Introduction to the Theory of Complex Systems (Oxford University Press, 2018)  by SFI External Professor Stefan Thurner and his colleagues Rudolf Hanel and Peter Klimek at complexity Science Hub Vienna, synthesizes hundreds of findings to distill what complex systems share in common. This rigorous, introductory textbook offers a comprehensive overview of complex systems, from ecosystems and traffic to financial markets and social media, and the tools needed to understand their co-evolutionary natures.

 


The Model Thinker: What you need to know to make data work for you (Basic Books, 2018) by SFI External Professor Scott Page simply and in clear language describes dozens of models that can help readers better understand the world.
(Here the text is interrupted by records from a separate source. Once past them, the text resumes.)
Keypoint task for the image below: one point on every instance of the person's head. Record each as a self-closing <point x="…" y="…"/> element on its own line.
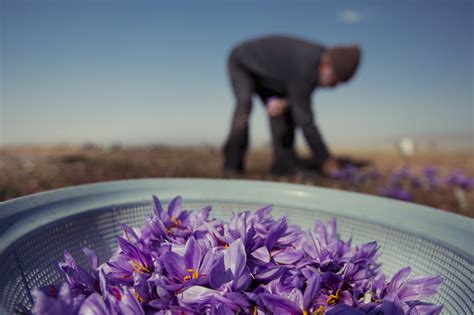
<point x="338" y="64"/>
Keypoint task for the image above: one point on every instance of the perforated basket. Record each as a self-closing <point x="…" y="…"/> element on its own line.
<point x="35" y="230"/>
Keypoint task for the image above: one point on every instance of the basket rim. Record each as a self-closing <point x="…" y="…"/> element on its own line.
<point x="20" y="216"/>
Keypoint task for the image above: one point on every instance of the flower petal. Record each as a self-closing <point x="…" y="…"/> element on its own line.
<point x="235" y="258"/>
<point x="275" y="232"/>
<point x="312" y="289"/>
<point x="192" y="254"/>
<point x="175" y="265"/>
<point x="279" y="305"/>
<point x="261" y="254"/>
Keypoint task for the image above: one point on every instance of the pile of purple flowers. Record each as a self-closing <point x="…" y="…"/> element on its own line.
<point x="184" y="262"/>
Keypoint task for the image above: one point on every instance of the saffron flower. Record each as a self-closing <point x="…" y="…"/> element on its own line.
<point x="185" y="262"/>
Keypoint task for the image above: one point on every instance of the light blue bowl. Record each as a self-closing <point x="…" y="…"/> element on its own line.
<point x="35" y="230"/>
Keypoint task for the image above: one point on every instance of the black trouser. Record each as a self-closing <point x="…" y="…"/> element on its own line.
<point x="243" y="86"/>
<point x="282" y="127"/>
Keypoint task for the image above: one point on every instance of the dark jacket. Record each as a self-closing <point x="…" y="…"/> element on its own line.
<point x="287" y="67"/>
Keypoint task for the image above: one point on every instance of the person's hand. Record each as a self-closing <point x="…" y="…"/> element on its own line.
<point x="276" y="106"/>
<point x="330" y="166"/>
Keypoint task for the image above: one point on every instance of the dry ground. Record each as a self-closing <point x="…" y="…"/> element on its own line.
<point x="27" y="170"/>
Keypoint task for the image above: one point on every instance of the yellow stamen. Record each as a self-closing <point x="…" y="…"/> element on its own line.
<point x="320" y="310"/>
<point x="194" y="275"/>
<point x="138" y="296"/>
<point x="138" y="267"/>
<point x="175" y="221"/>
<point x="333" y="299"/>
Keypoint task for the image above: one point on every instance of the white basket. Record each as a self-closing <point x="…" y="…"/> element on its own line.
<point x="35" y="230"/>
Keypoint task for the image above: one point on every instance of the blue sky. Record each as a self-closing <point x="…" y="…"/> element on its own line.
<point x="154" y="71"/>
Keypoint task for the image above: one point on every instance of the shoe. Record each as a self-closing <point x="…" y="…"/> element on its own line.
<point x="232" y="173"/>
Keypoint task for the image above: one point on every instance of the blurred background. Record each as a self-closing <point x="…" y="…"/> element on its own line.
<point x="98" y="90"/>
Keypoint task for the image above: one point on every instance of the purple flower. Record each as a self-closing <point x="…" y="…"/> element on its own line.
<point x="182" y="262"/>
<point x="81" y="281"/>
<point x="191" y="268"/>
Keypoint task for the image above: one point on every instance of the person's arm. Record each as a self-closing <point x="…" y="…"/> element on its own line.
<point x="302" y="113"/>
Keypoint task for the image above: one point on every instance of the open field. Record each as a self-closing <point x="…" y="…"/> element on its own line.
<point x="27" y="170"/>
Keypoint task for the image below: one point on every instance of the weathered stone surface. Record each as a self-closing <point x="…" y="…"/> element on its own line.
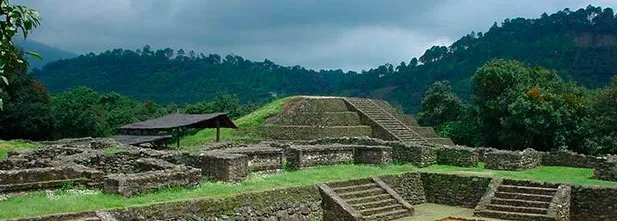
<point x="299" y="132"/>
<point x="408" y="185"/>
<point x="512" y="160"/>
<point x="309" y="156"/>
<point x="454" y="190"/>
<point x="128" y="185"/>
<point x="606" y="170"/>
<point x="223" y="166"/>
<point x="570" y="159"/>
<point x="261" y="157"/>
<point x="377" y="155"/>
<point x="593" y="203"/>
<point x="457" y="156"/>
<point x="284" y="204"/>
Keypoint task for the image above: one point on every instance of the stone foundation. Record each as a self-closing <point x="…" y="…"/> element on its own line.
<point x="310" y="156"/>
<point x="512" y="160"/>
<point x="457" y="156"/>
<point x="261" y="158"/>
<point x="224" y="166"/>
<point x="377" y="155"/>
<point x="606" y="170"/>
<point x="128" y="185"/>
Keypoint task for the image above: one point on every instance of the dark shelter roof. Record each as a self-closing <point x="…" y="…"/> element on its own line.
<point x="183" y="120"/>
<point x="136" y="140"/>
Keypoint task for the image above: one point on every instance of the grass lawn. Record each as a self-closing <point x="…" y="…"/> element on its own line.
<point x="247" y="127"/>
<point x="41" y="203"/>
<point x="6" y="146"/>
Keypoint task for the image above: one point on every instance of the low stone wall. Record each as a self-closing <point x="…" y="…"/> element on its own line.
<point x="593" y="203"/>
<point x="346" y="118"/>
<point x="261" y="158"/>
<point x="408" y="185"/>
<point x="131" y="184"/>
<point x="301" y="203"/>
<point x="223" y="166"/>
<point x="454" y="190"/>
<point x="418" y="154"/>
<point x="457" y="156"/>
<point x="606" y="170"/>
<point x="570" y="159"/>
<point x="45" y="178"/>
<point x="285" y="132"/>
<point x="512" y="160"/>
<point x="309" y="156"/>
<point x="377" y="155"/>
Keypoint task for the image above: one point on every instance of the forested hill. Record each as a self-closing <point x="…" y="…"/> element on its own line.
<point x="580" y="44"/>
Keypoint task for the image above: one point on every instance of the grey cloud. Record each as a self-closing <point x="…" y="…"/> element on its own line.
<point x="347" y="34"/>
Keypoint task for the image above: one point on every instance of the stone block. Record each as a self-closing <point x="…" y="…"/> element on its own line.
<point x="261" y="158"/>
<point x="457" y="156"/>
<point x="377" y="155"/>
<point x="513" y="160"/>
<point x="224" y="166"/>
<point x="309" y="156"/>
<point x="131" y="184"/>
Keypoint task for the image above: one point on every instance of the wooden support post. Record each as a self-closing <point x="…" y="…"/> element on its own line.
<point x="178" y="138"/>
<point x="218" y="130"/>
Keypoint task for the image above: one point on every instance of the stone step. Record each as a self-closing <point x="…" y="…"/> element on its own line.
<point x="354" y="182"/>
<point x="529" y="183"/>
<point x="362" y="193"/>
<point x="383" y="209"/>
<point x="517" y="209"/>
<point x="390" y="215"/>
<point x="515" y="202"/>
<point x="375" y="204"/>
<point x="524" y="196"/>
<point x="527" y="189"/>
<point x="514" y="216"/>
<point x="368" y="199"/>
<point x="354" y="188"/>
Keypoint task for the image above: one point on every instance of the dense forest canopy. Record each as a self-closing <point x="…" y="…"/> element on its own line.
<point x="579" y="45"/>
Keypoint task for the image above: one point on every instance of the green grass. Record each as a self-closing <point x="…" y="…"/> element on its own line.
<point x="6" y="146"/>
<point x="248" y="127"/>
<point x="579" y="176"/>
<point x="72" y="201"/>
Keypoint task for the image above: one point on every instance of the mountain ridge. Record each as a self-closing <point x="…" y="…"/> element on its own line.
<point x="581" y="45"/>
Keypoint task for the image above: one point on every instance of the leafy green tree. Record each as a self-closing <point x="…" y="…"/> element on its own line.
<point x="27" y="111"/>
<point x="599" y="130"/>
<point x="521" y="107"/>
<point x="440" y="105"/>
<point x="14" y="20"/>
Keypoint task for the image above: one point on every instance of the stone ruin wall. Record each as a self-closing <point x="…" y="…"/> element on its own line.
<point x="304" y="203"/>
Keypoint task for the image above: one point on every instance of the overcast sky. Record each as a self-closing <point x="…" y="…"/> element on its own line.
<point x="326" y="34"/>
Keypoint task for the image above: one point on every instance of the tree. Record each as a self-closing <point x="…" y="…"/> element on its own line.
<point x="521" y="107"/>
<point x="27" y="112"/>
<point x="440" y="105"/>
<point x="14" y="19"/>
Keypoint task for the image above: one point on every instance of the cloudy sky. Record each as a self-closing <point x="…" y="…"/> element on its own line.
<point x="325" y="34"/>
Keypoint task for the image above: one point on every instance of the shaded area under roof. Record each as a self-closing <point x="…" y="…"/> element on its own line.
<point x="137" y="140"/>
<point x="214" y="120"/>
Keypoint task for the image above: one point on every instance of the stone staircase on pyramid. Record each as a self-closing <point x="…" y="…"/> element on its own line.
<point x="392" y="126"/>
<point x="363" y="199"/>
<point x="523" y="200"/>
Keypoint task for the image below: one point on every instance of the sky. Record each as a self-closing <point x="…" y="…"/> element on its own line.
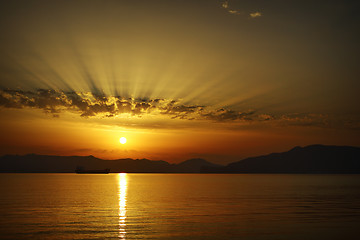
<point x="220" y="80"/>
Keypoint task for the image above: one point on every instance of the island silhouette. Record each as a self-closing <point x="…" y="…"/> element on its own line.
<point x="316" y="159"/>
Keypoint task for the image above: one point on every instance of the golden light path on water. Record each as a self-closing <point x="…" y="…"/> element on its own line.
<point x="122" y="182"/>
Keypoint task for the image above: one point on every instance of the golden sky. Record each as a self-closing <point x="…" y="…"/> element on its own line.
<point x="222" y="80"/>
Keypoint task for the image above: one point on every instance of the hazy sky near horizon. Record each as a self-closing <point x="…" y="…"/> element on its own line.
<point x="220" y="80"/>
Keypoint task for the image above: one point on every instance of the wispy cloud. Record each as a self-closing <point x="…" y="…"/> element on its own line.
<point x="93" y="105"/>
<point x="226" y="6"/>
<point x="255" y="14"/>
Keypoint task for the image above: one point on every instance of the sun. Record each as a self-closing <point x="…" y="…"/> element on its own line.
<point x="122" y="140"/>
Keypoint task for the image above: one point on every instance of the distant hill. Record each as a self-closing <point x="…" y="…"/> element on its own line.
<point x="310" y="159"/>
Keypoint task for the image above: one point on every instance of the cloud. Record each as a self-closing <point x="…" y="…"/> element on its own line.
<point x="255" y="14"/>
<point x="225" y="4"/>
<point x="88" y="104"/>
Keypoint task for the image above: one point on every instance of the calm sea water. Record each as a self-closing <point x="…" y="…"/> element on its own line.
<point x="179" y="206"/>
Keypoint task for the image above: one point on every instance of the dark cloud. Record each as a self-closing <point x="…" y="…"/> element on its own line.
<point x="93" y="104"/>
<point x="87" y="104"/>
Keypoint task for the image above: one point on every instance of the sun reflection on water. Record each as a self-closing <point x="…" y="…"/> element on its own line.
<point x="122" y="181"/>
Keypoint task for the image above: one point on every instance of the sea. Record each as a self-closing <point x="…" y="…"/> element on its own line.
<point x="179" y="206"/>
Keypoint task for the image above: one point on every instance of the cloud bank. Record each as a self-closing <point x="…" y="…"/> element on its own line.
<point x="226" y="6"/>
<point x="92" y="105"/>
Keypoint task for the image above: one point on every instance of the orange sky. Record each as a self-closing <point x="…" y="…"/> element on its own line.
<point x="179" y="79"/>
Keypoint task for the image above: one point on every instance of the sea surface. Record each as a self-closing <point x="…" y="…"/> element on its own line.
<point x="179" y="206"/>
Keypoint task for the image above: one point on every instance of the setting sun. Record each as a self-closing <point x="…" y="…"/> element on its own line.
<point x="122" y="140"/>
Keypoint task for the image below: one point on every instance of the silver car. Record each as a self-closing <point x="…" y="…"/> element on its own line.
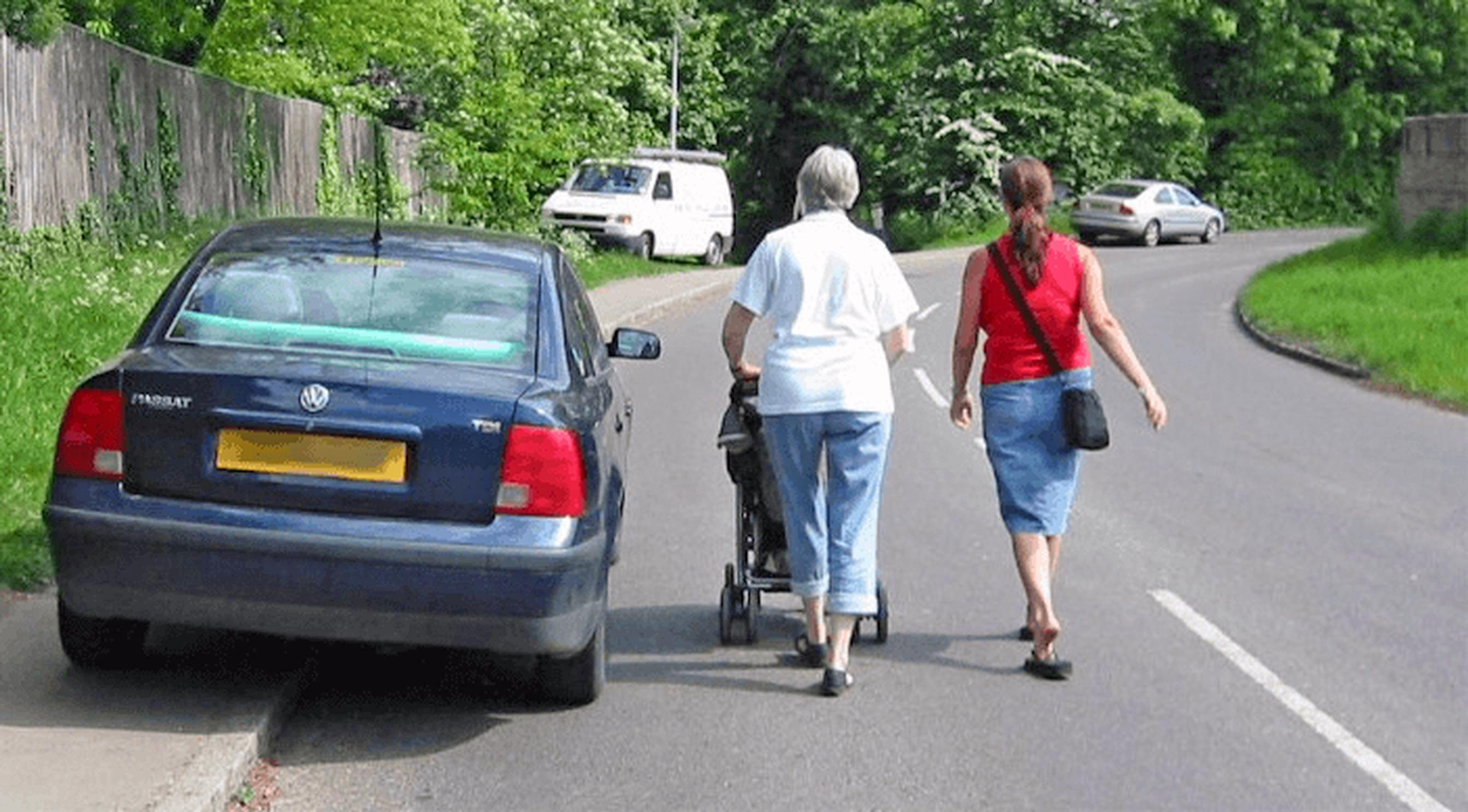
<point x="1147" y="212"/>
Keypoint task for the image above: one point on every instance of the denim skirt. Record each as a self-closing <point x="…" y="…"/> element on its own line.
<point x="1034" y="469"/>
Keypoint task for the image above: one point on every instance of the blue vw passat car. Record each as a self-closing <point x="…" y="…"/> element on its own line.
<point x="411" y="438"/>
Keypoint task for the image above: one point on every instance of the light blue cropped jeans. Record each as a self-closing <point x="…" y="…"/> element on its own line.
<point x="831" y="526"/>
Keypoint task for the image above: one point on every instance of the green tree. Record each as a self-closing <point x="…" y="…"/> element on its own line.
<point x="1305" y="100"/>
<point x="400" y="61"/>
<point x="175" y="30"/>
<point x="30" y="22"/>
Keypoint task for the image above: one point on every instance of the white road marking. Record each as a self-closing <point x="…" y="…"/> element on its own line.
<point x="1357" y="751"/>
<point x="938" y="400"/>
<point x="933" y="391"/>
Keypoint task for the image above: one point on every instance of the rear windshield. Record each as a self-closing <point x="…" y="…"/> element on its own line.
<point x="411" y="309"/>
<point x="615" y="178"/>
<point x="1122" y="190"/>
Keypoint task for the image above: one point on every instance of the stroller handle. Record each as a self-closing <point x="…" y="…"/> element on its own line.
<point x="745" y="388"/>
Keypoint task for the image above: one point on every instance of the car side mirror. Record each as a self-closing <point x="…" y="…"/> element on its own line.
<point x="635" y="344"/>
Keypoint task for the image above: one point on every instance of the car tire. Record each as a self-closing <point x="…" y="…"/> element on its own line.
<point x="1151" y="234"/>
<point x="714" y="253"/>
<point x="100" y="642"/>
<point x="643" y="246"/>
<point x="577" y="679"/>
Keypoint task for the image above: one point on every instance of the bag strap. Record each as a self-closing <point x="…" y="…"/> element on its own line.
<point x="1023" y="307"/>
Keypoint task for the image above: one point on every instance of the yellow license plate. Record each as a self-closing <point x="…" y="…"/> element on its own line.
<point x="317" y="455"/>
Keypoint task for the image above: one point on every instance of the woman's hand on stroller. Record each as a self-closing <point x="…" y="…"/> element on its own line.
<point x="745" y="370"/>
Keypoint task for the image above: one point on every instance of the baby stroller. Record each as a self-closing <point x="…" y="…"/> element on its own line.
<point x="761" y="555"/>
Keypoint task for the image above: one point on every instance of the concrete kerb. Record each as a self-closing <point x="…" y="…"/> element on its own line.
<point x="223" y="764"/>
<point x="1294" y="350"/>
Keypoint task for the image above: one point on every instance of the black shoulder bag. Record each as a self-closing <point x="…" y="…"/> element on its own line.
<point x="1085" y="422"/>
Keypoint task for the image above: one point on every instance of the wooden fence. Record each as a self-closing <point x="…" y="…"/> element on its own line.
<point x="81" y="122"/>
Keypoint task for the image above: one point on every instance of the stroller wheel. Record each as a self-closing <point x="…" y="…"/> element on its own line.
<point x="727" y="616"/>
<point x="752" y="617"/>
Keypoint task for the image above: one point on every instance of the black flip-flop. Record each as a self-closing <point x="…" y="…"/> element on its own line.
<point x="834" y="682"/>
<point x="1053" y="668"/>
<point x="808" y="654"/>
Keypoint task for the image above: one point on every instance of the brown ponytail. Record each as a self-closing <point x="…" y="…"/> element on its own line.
<point x="1025" y="186"/>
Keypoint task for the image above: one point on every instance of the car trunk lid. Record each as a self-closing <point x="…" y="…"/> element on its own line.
<point x="307" y="432"/>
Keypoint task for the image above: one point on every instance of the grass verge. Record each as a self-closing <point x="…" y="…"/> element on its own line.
<point x="1392" y="303"/>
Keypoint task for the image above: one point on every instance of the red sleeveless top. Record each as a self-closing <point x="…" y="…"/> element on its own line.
<point x="1010" y="352"/>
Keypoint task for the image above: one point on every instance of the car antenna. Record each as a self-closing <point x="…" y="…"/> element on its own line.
<point x="378" y="161"/>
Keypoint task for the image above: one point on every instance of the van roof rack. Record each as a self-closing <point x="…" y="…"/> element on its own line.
<point x="694" y="156"/>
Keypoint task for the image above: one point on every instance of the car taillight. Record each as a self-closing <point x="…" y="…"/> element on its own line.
<point x="542" y="473"/>
<point x="92" y="440"/>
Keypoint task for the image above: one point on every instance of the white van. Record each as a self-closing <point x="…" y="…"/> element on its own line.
<point x="658" y="203"/>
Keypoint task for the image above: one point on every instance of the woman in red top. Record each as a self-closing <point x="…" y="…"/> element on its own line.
<point x="1034" y="466"/>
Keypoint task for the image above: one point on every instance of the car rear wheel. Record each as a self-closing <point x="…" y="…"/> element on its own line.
<point x="714" y="254"/>
<point x="577" y="679"/>
<point x="643" y="246"/>
<point x="100" y="642"/>
<point x="1153" y="234"/>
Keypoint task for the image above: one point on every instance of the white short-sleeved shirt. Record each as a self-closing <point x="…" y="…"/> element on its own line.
<point x="831" y="291"/>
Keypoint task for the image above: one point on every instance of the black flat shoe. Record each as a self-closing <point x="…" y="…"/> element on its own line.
<point x="1053" y="668"/>
<point x="808" y="654"/>
<point x="834" y="682"/>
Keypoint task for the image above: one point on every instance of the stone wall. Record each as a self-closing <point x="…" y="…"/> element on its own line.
<point x="1435" y="165"/>
<point x="80" y="122"/>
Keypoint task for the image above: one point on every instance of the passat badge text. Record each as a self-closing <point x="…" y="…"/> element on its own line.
<point x="167" y="403"/>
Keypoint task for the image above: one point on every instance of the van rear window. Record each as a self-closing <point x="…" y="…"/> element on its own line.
<point x="615" y="178"/>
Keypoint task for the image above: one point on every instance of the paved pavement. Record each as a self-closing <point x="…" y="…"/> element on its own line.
<point x="182" y="734"/>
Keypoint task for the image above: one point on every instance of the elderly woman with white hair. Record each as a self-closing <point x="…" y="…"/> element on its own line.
<point x="839" y="307"/>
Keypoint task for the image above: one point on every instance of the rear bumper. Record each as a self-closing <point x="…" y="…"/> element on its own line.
<point x="1115" y="225"/>
<point x="514" y="586"/>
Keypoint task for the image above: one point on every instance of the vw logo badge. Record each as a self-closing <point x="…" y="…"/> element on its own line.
<point x="315" y="399"/>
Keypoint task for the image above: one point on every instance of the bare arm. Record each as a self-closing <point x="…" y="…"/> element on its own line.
<point x="736" y="329"/>
<point x="967" y="341"/>
<point x="1106" y="328"/>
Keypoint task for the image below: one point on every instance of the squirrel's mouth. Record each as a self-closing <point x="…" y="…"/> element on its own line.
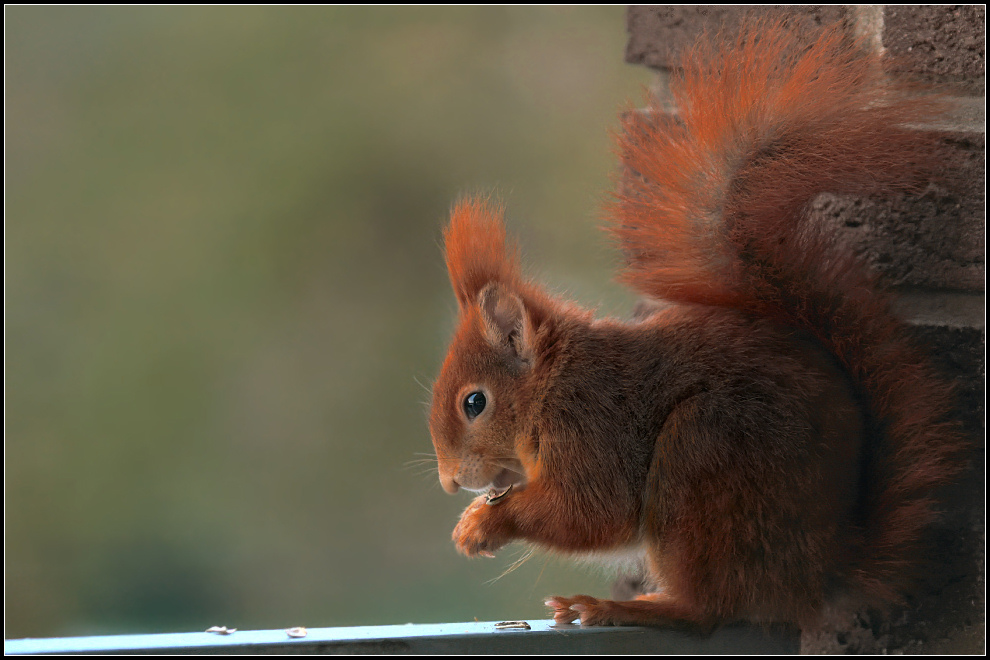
<point x="494" y="495"/>
<point x="505" y="481"/>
The “many-model thinking” approach offered in the book shows how the insights and overlap of different approaches produces wisdom and more nuanced understandings of complex phenomena.

 


Shadows of Doubt: Stereotypes, Crime and the Pursuit of Justice (Harvard University Press, 2019) by SFI External Professor Rajiv Sethi and Brendan O’Flaherty explores how stereotypes impact the way crimes unfold, and how they contaminate the justice system. At every step  in a crime and its punishment, offenders, victims, law enforcement, and jurors make high-stakes decisions with imperfect information. Stereotypes provide deceptive and powerful shortcuts in time-sensitive decision-making and are implicated in the most controversial criminal justice issues of our time.

 


Computational Matter (Springer International Publishing, 2018), edited by SFI External Professor Steen Rasmussen, Susan Stepney,  and Martyn Amos and part of the Natural Computing series, offers an overview of computing in materio — the unconventional computing performed by directly harnessing the physical properties of materials. This introductory text book provides an overview  of the field, with particular attention to theory, practice, applications and implications.   

 


Viruses as Complex Adaptive Systems (Princeton University Press, 2019), by SFI External Professors Ricard Solé and Santiago Elena, examines viruses as both infectious parasites and drivers of species evolution. Pairing complex systems theory with an understanding of viral dynamics has offered new insights into how AIDS develops in patients with HIV-1 and how the flu evolves, and the authors show how it can also be applied analogously to other replicators like computer viruses, cancer, and languages.

 


Pertussis: Epidemiology, Immunology, and Evolution (Oxford University Press, 2019) edited by former SFI Omidyar Fellow Samuel Scarpino and Pejman Rohani, offers a comprehensive overview of the current scientific and public health knowledge of pertussis, or whooping cough, which is one of the world’s leading vaccine-preventable killers. In many regions, including the U.S. and Europe, pertussis cases are on the rise, and there is not consensus as to why. This volume gathers chapters from disparate fields to provide a synthesis of what is known.